Song #207 of 9999
Title: Modern Love
Artist: David Bowie
Year: 1983
Album: Let's Dance
Having just finished conducting my last (and most high-profile) obligation of the school year, I find myself with a feeling of lightness and joy with summer impending. Driving home, I started thinking of writing my blog and I knew immediately which song to choose.
I used to have a cassette filled with songs that could lift my spirits no matter how miserable I was on any given day. (This was obviously prior to my evolution into the consistently chipper person I am now.) David Bowie's "Modern Love" was the first track on the tape and it never failed. What made the song work for me was the driving tempo, the shouting quality of the lead vocal track, the call-and-response pseudo-gospel chorus—it's a perfectly joyous pop song and I love it.
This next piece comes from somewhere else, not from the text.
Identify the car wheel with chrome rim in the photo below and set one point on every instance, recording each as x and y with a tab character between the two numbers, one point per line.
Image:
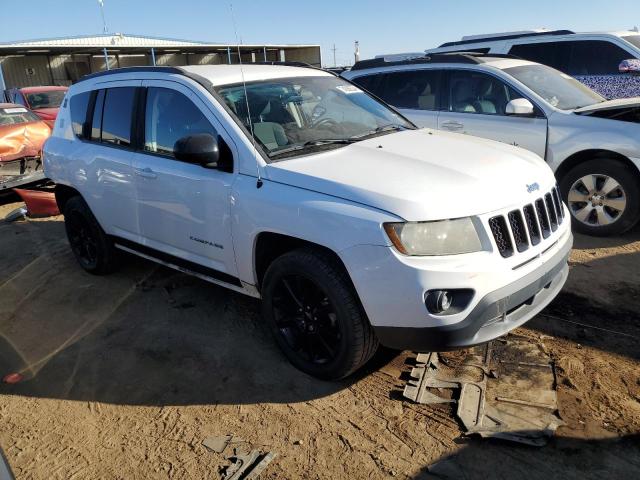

I read that one of the influences Bowie lists for the Let's Dance record is Louie Jordan. I had no idea who Louis Jordan was until about six or seven years ago when I took a History of Rock and Roll class, but now that I'm familiar with his jump blues style, I can absolutely hear the connection to a song like "Modern Love." The saxophones are reminiscent of Jordan, but really its the springiness of the track that reminds me of Jordan. (Check out the 1946 hit "Caldonia" if you've never heard this rock and roll pioneer. I'll give it its own space in a future post.)
Go ahead; jump up and down around the house while you listen to "Modern Love." No-one will blame you.